Just a few days ago, Ross Douthat of The New York Times wrote an insightful piece on the redefinition of marriage and a few recent studies that have looked at marriage's impact on children. As Douthat points out, this is a very significant element of the issue that has been largely overlooked in the debate and all the talk about "rights," which has almost uniformly meant the sexual rights of consenting adults to do as they please. But what about children and their rights? Does society owe them any duty - such as the right to know and be cared for by their biological parents? What would the ramifications be on the psyche and identity of children if we separated biology from parenting? These are the types of questions that have gone largely unaired in the debate.

Of course, Douthat also hints that such redefinition may be a fairly natural consequence of separating procreation from marriage.
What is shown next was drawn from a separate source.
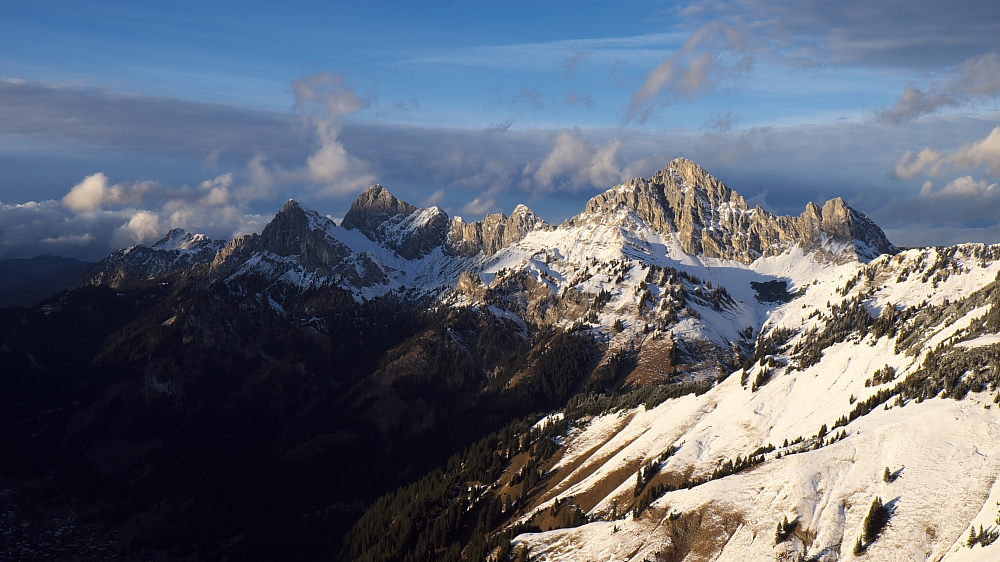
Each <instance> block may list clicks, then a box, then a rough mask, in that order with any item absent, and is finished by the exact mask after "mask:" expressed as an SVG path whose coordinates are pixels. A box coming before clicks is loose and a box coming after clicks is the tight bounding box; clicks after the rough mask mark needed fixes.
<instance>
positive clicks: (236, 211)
mask: <svg viewBox="0 0 1000 562" xmlns="http://www.w3.org/2000/svg"><path fill="white" fill-rule="evenodd" d="M299 86H300V92H299V99H300V105H299V107H298V108H297V113H289V114H280V113H273V112H271V113H268V112H261V111H257V110H252V109H244V108H234V107H228V106H217V105H214V104H205V103H197V102H184V101H178V100H164V99H162V98H152V97H143V96H121V95H118V94H113V93H108V92H102V91H100V90H95V89H78V88H69V87H56V86H49V85H39V84H30V83H20V84H18V83H11V82H7V83H0V107H4V106H5V105H6V104H5V103H4V102H5V100H10V99H16V100H19V101H18V103H19V104H20V107H21V108H22V110H23V111H24V112H25V113H30V118H15V117H17V113H18V112H16V111H8V115H9V116H11V117H12V119H10V120H2V119H0V152H2V151H3V147H4V146H12V145H18V144H23V142H30V143H35V144H37V145H38V146H41V147H45V146H47V144H48V143H52V144H55V145H58V146H64V145H67V144H68V145H73V146H81V145H83V146H96V147H99V148H100V150H102V151H104V152H106V153H110V154H118V155H120V157H121V158H122V159H123V160H126V159H129V158H131V157H132V156H133V155H135V154H144V153H145V154H160V153H161V151H162V150H163V147H164V144H169V145H170V151H169V154H170V155H171V157H172V158H175V159H176V160H177V161H179V162H180V161H185V162H187V161H190V162H195V163H199V164H200V165H201V172H200V174H198V175H196V176H195V177H191V178H190V180H188V181H187V182H186V183H179V184H178V183H170V182H165V181H158V180H155V179H137V180H132V179H129V178H128V177H127V176H125V177H123V176H122V175H121V173H120V172H116V171H115V169H114V166H112V167H110V168H108V167H104V166H102V167H101V168H97V169H91V170H89V171H87V172H86V173H85V174H81V175H79V176H76V177H74V178H73V179H72V180H71V181H67V182H66V183H65V184H63V187H61V189H59V191H58V193H51V194H50V195H49V196H48V197H45V198H41V200H40V201H38V202H26V201H28V199H29V198H22V199H20V200H16V199H15V200H10V199H8V200H5V201H3V203H2V206H0V257H16V256H28V255H36V254H41V253H62V254H64V255H74V256H78V257H84V258H87V259H97V258H99V257H101V256H103V255H106V254H107V253H109V252H110V251H112V250H114V249H116V248H119V247H123V246H126V245H130V244H134V243H149V242H151V241H152V240H154V239H155V238H157V237H159V236H161V235H162V234H163V233H165V232H166V230H168V229H170V228H174V227H181V228H185V229H192V230H199V231H203V232H206V233H207V234H210V235H212V236H214V237H225V238H230V237H232V236H235V235H238V234H242V233H245V232H250V231H256V230H259V229H260V228H261V227H262V226H263V224H265V223H266V221H267V217H269V216H270V215H271V214H272V213H273V212H274V211H275V210H277V209H278V208H279V207H280V206H281V203H282V202H283V200H284V199H287V198H289V197H294V198H298V199H302V200H303V201H305V202H306V204H309V205H311V206H313V207H315V208H317V210H320V211H321V212H324V213H329V214H332V215H334V216H339V215H340V213H343V212H344V211H346V208H347V207H348V206H349V204H350V201H351V200H352V199H353V196H354V195H355V194H356V193H357V192H358V191H360V190H361V189H363V188H364V187H366V186H367V185H368V184H370V183H374V182H376V181H378V182H381V183H382V184H383V185H385V186H386V187H387V188H389V189H390V190H391V191H393V192H394V193H396V194H397V195H398V196H400V197H401V198H403V199H406V200H408V201H411V202H414V203H418V204H428V205H429V204H436V205H439V206H442V207H443V208H445V209H446V210H447V211H448V212H449V213H450V214H453V215H454V214H462V215H463V216H465V217H466V218H469V219H477V218H479V217H480V216H482V215H483V214H484V213H486V212H494V211H508V212H509V211H510V209H512V208H513V206H514V205H515V204H517V203H527V204H528V205H530V206H532V207H533V208H534V209H535V210H536V211H537V212H539V214H541V215H542V216H543V217H545V218H546V219H548V220H550V221H554V222H558V221H560V220H562V219H564V218H566V217H568V216H570V215H572V214H575V213H576V212H578V211H579V210H580V209H581V208H582V207H583V204H584V202H585V201H586V199H587V198H589V197H590V196H592V195H593V194H595V193H596V192H597V191H599V190H602V189H606V188H608V187H611V186H612V185H614V184H615V183H618V182H621V181H624V180H627V179H630V178H632V177H636V176H644V177H649V175H651V174H652V173H653V172H654V171H655V170H657V169H660V168H662V167H663V166H664V165H666V163H667V162H669V161H670V160H671V159H673V158H675V157H677V156H685V157H688V158H690V159H692V160H695V161H696V162H698V163H700V164H702V165H703V166H705V167H706V169H708V170H709V172H711V173H713V174H715V175H716V176H718V177H719V178H720V179H722V180H723V181H725V182H726V183H727V184H729V185H730V186H731V187H733V188H734V189H736V190H737V191H739V192H740V193H742V194H743V195H744V196H747V197H748V198H753V200H754V201H756V202H761V203H763V204H764V205H765V206H766V207H768V208H769V210H772V211H774V212H778V213H781V214H798V213H799V212H801V210H802V208H803V207H804V204H805V203H806V202H807V201H810V200H816V201H820V202H822V201H825V200H826V199H829V198H832V197H836V196H841V197H844V198H845V199H847V200H848V202H849V203H850V204H851V205H853V206H855V207H856V208H858V209H859V210H862V211H864V212H866V213H867V214H869V215H871V216H872V217H873V218H875V219H876V220H877V221H879V222H880V224H882V225H883V226H884V227H885V228H886V229H887V230H888V231H890V232H891V233H894V235H895V236H902V237H903V238H902V239H899V240H895V241H896V242H897V243H900V244H903V245H910V244H913V243H915V242H914V241H915V240H921V242H920V243H927V240H930V238H929V237H932V236H931V235H929V234H928V233H934V232H937V233H939V235H940V236H941V238H940V239H939V240H936V242H937V243H951V242H955V241H961V237H962V233H963V232H964V233H966V234H967V235H968V238H966V240H968V241H1000V238H995V239H989V240H984V239H982V236H992V235H993V234H992V233H994V232H997V231H998V230H997V229H995V228H993V225H994V224H995V222H996V220H994V219H993V218H991V217H990V216H989V213H983V212H981V211H982V209H984V208H994V207H992V205H990V206H984V205H983V202H984V201H986V198H990V199H989V201H991V202H992V201H994V200H993V199H992V197H994V196H995V189H993V188H991V186H992V185H993V184H994V183H995V182H993V181H986V180H988V179H989V176H990V174H992V175H993V176H995V175H996V171H997V170H1000V152H998V150H997V148H996V146H994V145H995V144H997V139H1000V136H997V135H1000V132H998V131H1000V128H996V127H995V125H994V123H995V122H996V119H995V116H993V117H989V116H987V117H986V118H980V117H969V116H942V117H924V118H922V119H917V120H915V121H911V122H907V123H903V124H901V125H899V126H894V127H885V126H881V125H880V124H878V123H874V122H873V123H857V122H847V123H829V124H825V125H816V126H809V127H770V128H750V129H734V128H733V127H732V122H733V121H734V118H733V117H732V115H731V114H727V115H726V119H728V122H729V123H730V124H729V126H725V127H714V128H713V129H714V130H712V131H709V132H702V133H692V132H676V133H674V132H665V131H643V130H637V129H582V130H581V129H568V130H567V129H563V130H514V129H512V128H510V127H491V128H487V129H486V130H478V131H474V130H468V129H454V128H441V127H428V126H415V125H397V124H385V123H373V122H368V121H359V120H352V119H351V115H352V114H354V113H355V112H356V111H358V109H359V108H360V107H362V106H363V105H364V104H365V103H366V102H365V99H364V98H362V97H361V96H360V95H358V94H357V92H356V91H355V90H353V89H351V88H350V87H349V86H347V84H346V82H345V81H344V79H343V78H342V77H338V76H336V75H332V74H321V75H316V76H315V77H312V79H311V80H310V81H304V82H302V83H300V84H299ZM33 94H39V95H37V96H34V95H33ZM67 108H73V109H72V110H70V109H67ZM123 108H124V110H123ZM69 117H72V122H71V123H72V124H69V125H68V124H67V121H68V120H69ZM720 119H721V118H720ZM991 131H992V132H991ZM3 139H6V143H4V142H3ZM165 139H166V140H165ZM275 139H279V140H280V141H281V142H276V141H275ZM997 146H1000V145H997ZM845 163H850V165H845ZM977 167H978V168H977ZM975 169H981V170H982V173H981V174H980V175H981V177H980V176H977V177H973V176H976V174H977V172H975ZM946 174H950V176H948V177H947V178H946V181H945V183H944V184H943V186H941V185H939V186H937V187H935V186H934V185H933V184H932V185H931V187H929V188H928V187H924V185H925V182H924V180H922V179H921V178H920V177H919V176H921V175H926V176H928V177H930V178H931V179H934V178H937V177H942V176H944V175H946ZM970 174H971V175H970ZM966 176H968V178H967V179H966ZM872 178H877V180H874V181H873V179H872ZM928 181H929V180H928ZM935 181H936V180H935ZM983 182H985V183H983ZM30 199H34V198H33V197H32V198H30ZM970 201H972V202H973V204H971V205H970V203H969V202H970ZM991 221H992V222H991ZM976 237H979V238H978V239H976ZM931 241H932V242H933V241H934V240H931Z"/></svg>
If marriage is really about consenting adults' self-fulfillment and children are only an occasional (often inconvenient) by-product, then perhaps much of the ground on which advocates for the redefinition of marriage are standing was ceded years ago (on issues like no-fault divorce, abortion, unlimited access to and use of contraception, etc.). Certainly this same self-fulfillment ideology seems to be almost as prominent among traditional couples as it is among homosexual couples, which should suggest (if nothing else) that we all need to do some serious soul-searching on these issues before stepping into the arena.

And we need more people in the arena.